There are mechanical reasons in the 5e system why actual changes in initiative order once it has been established do not exist and are not permitted. There are ways that it can be abused and broken unfairly, due to the way other skills and abilities are designed to work.

If you want one quick example, take this one:

Party of four are fighting a villain who is a high level monk and several minions. Monk rolls top of initiative, party members are after her, minions are all below the party.

Monk uses extra attack and flurry to bop each character once, applying stunning strike to all of them. Normally, this would mean the players would be stunned for their turns, but by the time their turns came around a second time they'd all be free to act, unless the monk wanted to burn the resources to pull that same trick again, and they may not have that many ki points.

Monk has had her turn,
Players skip theirs, functionally,
Minions get one turn to move up and attempt to subdue the players uncontested.

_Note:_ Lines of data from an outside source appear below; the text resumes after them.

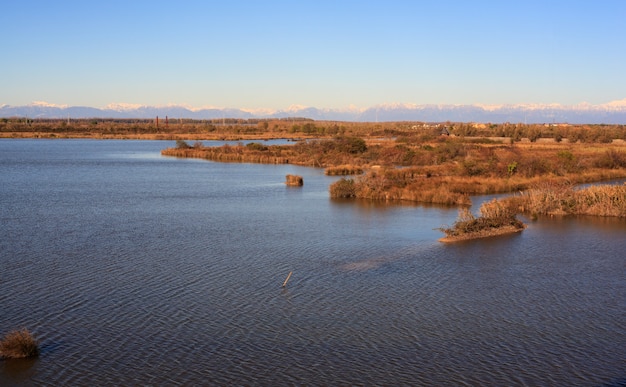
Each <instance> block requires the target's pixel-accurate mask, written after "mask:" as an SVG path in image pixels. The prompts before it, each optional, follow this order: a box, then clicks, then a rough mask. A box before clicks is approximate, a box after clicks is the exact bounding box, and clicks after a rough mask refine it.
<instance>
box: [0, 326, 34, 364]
mask: <svg viewBox="0 0 626 387" xmlns="http://www.w3.org/2000/svg"><path fill="white" fill-rule="evenodd" d="M38 355H39V344H38V343H37V340H35V338H34V337H33V335H32V334H31V333H30V332H29V331H28V330H27V329H26V328H24V329H22V330H15V331H11V332H9V333H8V334H7V335H6V336H5V337H4V338H3V339H2V341H0V358H2V357H3V358H7V359H20V358H26V357H35V356H38Z"/></svg>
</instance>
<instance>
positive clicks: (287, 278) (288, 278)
mask: <svg viewBox="0 0 626 387" xmlns="http://www.w3.org/2000/svg"><path fill="white" fill-rule="evenodd" d="M291 274H293V271H290V272H289V274H288V275H287V279H286V280H285V282H283V288H284V287H285V286H287V281H289V278H291Z"/></svg>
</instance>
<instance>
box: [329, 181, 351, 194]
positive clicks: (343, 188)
mask: <svg viewBox="0 0 626 387" xmlns="http://www.w3.org/2000/svg"><path fill="white" fill-rule="evenodd" d="M329 190H330V197H332V198H355V197H356V185H355V183H354V180H353V179H346V178H345V177H343V178H341V180H337V181H336V182H334V183H333V184H331V185H330V188H329Z"/></svg>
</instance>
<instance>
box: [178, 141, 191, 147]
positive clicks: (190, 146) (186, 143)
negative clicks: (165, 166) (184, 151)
mask: <svg viewBox="0 0 626 387" xmlns="http://www.w3.org/2000/svg"><path fill="white" fill-rule="evenodd" d="M176 148H178V149H189V148H191V146H189V144H187V141H185V140H176Z"/></svg>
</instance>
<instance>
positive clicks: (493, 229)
mask: <svg viewBox="0 0 626 387" xmlns="http://www.w3.org/2000/svg"><path fill="white" fill-rule="evenodd" d="M515 215H516V209H515V208H514V206H513V205H512V203H510V202H507V201H499V200H497V199H494V200H492V201H490V202H486V203H483V205H482V206H481V207H480V216H479V217H475V216H474V215H473V214H472V213H471V212H470V210H469V209H468V208H462V209H461V210H460V211H459V218H458V219H457V221H456V222H455V223H454V225H453V226H452V227H450V228H441V229H440V230H441V231H443V232H444V233H445V234H446V237H445V238H442V239H441V241H442V242H454V241H458V240H464V239H476V238H484V237H490V236H494V235H501V234H504V233H511V232H517V231H521V230H523V229H524V228H525V227H526V226H525V225H524V223H522V222H521V221H520V220H518V219H517V218H516V217H515Z"/></svg>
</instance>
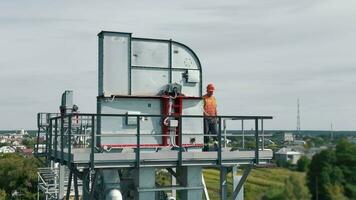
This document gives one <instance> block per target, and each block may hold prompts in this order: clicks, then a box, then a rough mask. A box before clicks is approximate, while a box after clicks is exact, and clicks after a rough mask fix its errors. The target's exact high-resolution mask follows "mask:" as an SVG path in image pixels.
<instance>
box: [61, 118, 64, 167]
mask: <svg viewBox="0 0 356 200" xmlns="http://www.w3.org/2000/svg"><path fill="white" fill-rule="evenodd" d="M61 164H64V116H63V115H62V116H61Z"/></svg>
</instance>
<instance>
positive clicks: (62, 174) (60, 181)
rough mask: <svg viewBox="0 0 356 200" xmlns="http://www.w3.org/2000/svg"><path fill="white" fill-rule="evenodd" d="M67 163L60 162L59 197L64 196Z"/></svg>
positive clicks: (58, 188) (59, 171) (59, 167)
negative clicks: (66, 167)
mask: <svg viewBox="0 0 356 200" xmlns="http://www.w3.org/2000/svg"><path fill="white" fill-rule="evenodd" d="M65 168H66V166H65V165H61V164H59V184H58V187H59V188H58V190H59V199H63V198H64V189H65V188H64V176H65Z"/></svg>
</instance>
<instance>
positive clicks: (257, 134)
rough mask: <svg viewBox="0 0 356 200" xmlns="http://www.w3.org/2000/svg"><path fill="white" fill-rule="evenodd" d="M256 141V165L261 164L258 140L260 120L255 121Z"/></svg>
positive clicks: (255, 159) (257, 119)
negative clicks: (258, 128)
mask: <svg viewBox="0 0 356 200" xmlns="http://www.w3.org/2000/svg"><path fill="white" fill-rule="evenodd" d="M255 140H256V148H255V163H256V164H259V146H260V144H259V140H258V118H256V119H255Z"/></svg>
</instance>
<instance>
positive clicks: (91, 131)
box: [90, 115, 95, 170]
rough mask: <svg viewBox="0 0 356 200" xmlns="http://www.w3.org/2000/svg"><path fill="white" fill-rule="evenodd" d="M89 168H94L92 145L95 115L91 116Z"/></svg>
mask: <svg viewBox="0 0 356 200" xmlns="http://www.w3.org/2000/svg"><path fill="white" fill-rule="evenodd" d="M90 145H91V146H90V148H91V151H90V168H91V169H92V170H93V169H94V145H95V116H94V115H92V116H91V144H90Z"/></svg>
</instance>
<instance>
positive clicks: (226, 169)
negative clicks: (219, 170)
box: [220, 166, 227, 200]
mask: <svg viewBox="0 0 356 200" xmlns="http://www.w3.org/2000/svg"><path fill="white" fill-rule="evenodd" d="M226 175H227V167H224V166H221V167H220V199H221V200H226V199H227V179H226Z"/></svg>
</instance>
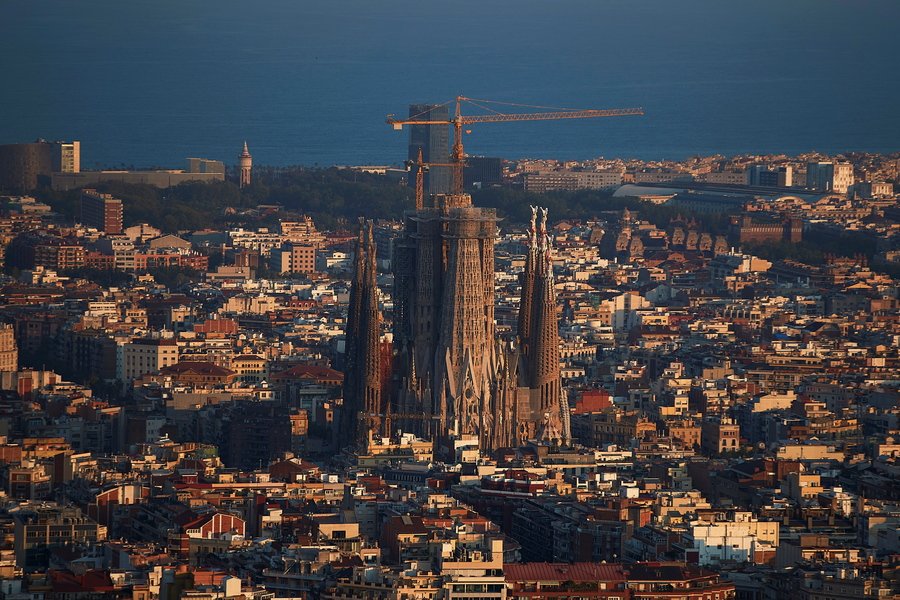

Monk's tturn would be next - DM says "Actually, the Monk chooses to delay her turn until later in the initiative order. She's going to go after her minions now."
- Players, who should have recovered by now, are *Still Stunned* - because the monk has not taken her turn, and the monk having her turn is the timing for when the stun ends.
- Minions get a second turn to attack the stunned players for free.

The villian has just gotten a second full turn out of one application of stunning strike, without having to spend any additional resources at all, and has saved five ki points and risk of saves... all for no cost, just because she 'decided' to move herself further down the turn order.

Moving yourself in the turn order doesn't gel with the way 5e is designed - we have the Ready action instead, and it is written in a way to avoid these kinds of abuses, specifically.

I will note that I disagree MOST strongly with forcing casters to concentrate on their readied actions - it's not a fair stricture, for a number of reasons. A caster should not have to dismiss their wall of force just to 'be ready' to huck a firebolt at the first guard who runs around the corner. That's dumb.